Три правды А. С. Пушкина в Капитанской дочке

Три правды А.С.Пушкина в «Капитанской дочке».


В начале 1833г. Пушкин увлекся исторической тематикой. Он колебался, какой теме отдать предпочтение. Его привлекала личность Петра Великого, львиная фигура здравствующего тогда легендарного опального героя  Кавказа и Бородина генерала А.П.Ермолова, волновала личность славного генералиссимуса А.В.Суворова, героя Измаила, Рымнина, альпийского похода.
Как главный историограф императора, сменивший на этой должности покойного Н.М.Карамзина, он обращается к военному министру графу А.И.Чернышову с просьбой предоставить ему документы о походах Суворова: «Приношу Вашему сиятельству искреннейшую благодарность за внимание, оказанное в моей просьбе. Следующие документы, касающиеся Истории графа Суворова, должен находиться в архивах Главного Штаба:
1.Следственное дело о Пугачеве.
2.Донесения графа Суворова во время кампании 1794года.
3.Донесения его 1794 года.
4.Приказы его к войскам.
Буду ожидать от Вашего сиятельства позволения пользоваться сими «драгоценными материалами». (3, с.150)
Общий ход пугачевщины был в то время мало известен. Суворову приписывалось «взятие самозванца и прекращение мятежа». Пушкин предполагал, что арест Пугачева будет одной из глав о Суворове, но увлекся темой.
Не следует понимать, что труд о самозванце являлся «отрывком» другого исторического исследования. Пушкин подчеркивал в предисловии, что труд его был задуман в масштабах гораздо больших, чем ему удалось осуществить.
«Будущий историк, коему позволено распечатать дело о Пугачеве, легко исправит и дополнит мой труд – конечно несовершенный, но добросовестный». (3, с.150)
Поэт не скрыл от читателей одной из важнейших причин несовершенства работы, так как ему было отказано в изучении многих материалов следственного дела о Пугачеве, которое оставалось еще долго «нераспечатанным».
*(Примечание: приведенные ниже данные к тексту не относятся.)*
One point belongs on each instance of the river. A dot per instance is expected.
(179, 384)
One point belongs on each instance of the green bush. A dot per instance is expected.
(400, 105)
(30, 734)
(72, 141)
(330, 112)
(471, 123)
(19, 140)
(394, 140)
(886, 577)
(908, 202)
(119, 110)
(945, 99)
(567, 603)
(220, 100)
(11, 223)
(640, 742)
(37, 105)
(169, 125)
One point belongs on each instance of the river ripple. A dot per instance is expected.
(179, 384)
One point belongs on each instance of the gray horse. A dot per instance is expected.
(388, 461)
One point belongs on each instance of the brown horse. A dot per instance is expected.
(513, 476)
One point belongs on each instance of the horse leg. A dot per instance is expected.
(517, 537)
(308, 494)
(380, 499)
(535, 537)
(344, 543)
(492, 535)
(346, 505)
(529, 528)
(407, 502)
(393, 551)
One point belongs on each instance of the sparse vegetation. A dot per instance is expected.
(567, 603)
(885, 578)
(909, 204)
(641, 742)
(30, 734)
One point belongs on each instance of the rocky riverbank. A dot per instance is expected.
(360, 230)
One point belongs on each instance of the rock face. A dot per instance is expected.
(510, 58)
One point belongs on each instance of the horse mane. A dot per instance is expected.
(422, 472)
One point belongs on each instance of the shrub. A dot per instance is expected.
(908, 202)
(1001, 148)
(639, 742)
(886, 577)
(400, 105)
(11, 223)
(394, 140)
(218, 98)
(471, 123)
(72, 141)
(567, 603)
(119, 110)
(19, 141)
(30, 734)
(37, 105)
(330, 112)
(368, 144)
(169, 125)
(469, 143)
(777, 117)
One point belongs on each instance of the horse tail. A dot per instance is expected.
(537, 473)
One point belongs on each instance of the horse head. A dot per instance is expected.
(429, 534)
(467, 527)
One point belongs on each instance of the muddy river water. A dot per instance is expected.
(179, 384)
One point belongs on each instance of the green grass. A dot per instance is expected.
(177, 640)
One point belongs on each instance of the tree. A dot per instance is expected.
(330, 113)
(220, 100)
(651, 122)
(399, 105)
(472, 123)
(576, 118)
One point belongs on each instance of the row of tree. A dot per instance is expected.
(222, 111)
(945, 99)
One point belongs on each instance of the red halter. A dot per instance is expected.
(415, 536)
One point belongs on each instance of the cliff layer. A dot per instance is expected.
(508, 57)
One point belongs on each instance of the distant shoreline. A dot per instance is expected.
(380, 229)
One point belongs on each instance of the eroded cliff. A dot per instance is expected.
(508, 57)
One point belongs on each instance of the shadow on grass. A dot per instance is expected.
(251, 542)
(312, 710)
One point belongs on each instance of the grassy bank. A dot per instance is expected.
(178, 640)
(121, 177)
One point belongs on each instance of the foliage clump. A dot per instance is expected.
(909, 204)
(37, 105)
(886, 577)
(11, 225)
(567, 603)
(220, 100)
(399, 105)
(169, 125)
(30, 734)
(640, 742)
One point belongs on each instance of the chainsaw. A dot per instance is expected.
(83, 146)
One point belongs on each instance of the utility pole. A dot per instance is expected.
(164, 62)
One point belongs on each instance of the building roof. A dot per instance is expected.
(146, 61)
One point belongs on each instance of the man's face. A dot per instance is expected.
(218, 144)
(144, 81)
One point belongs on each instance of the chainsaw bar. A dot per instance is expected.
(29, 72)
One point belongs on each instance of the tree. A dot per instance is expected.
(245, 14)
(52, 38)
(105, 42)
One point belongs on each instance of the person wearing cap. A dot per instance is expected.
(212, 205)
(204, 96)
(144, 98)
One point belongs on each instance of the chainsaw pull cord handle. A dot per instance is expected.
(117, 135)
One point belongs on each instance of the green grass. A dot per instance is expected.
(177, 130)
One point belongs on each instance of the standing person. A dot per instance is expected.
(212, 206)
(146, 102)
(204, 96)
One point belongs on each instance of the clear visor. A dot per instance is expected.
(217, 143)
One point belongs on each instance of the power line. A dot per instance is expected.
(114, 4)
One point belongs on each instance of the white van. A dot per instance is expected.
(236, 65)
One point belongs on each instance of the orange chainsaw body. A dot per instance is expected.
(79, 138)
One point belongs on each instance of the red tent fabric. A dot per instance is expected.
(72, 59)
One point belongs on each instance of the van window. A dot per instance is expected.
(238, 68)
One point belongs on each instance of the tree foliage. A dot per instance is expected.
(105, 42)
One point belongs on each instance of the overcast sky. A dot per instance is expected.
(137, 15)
Приступая к работе, Пушкин сомневался в достоверности личности Пугачева. Знакомясь со следственным «Делом», он столкнулся с противоречиями, и у него закралось сомнение, а был ли вообще убит император Петр Федорович. В «Деле» было письмо Алексея Орлова, уведомляющее «матушку» о ссоре за столом с Петром Федоровичем и случайным убийством императора в драке. Но в том же «Деле» было письмо князя Вильегорского, где он описывал, как отравил императора бургундским вином.
Был еще рапорт начальника караула майора Кулагина, который докладывал, что по приказанию Алексея Орлова, задушил Петра Федоровича. (1, с.358). Правительство тоже напускало туман на это дело. В Петропавловском соборе дата погребения Петра III и Екатерины II указана 18 декабря 1796 года, от чего  складывалось впечатление, что супруги вместе прожили долгие годы и умерли в один и тот же день. Это вызвало шепот, особенно в провинции. В свете все громче и громче ходили разговоры, что император Александр I не умер в Таганроге, а сбежал в Сибирь, где живет под именем старца Федора  Кузьмича. Возможно Петр III повторил Путь Александра I ?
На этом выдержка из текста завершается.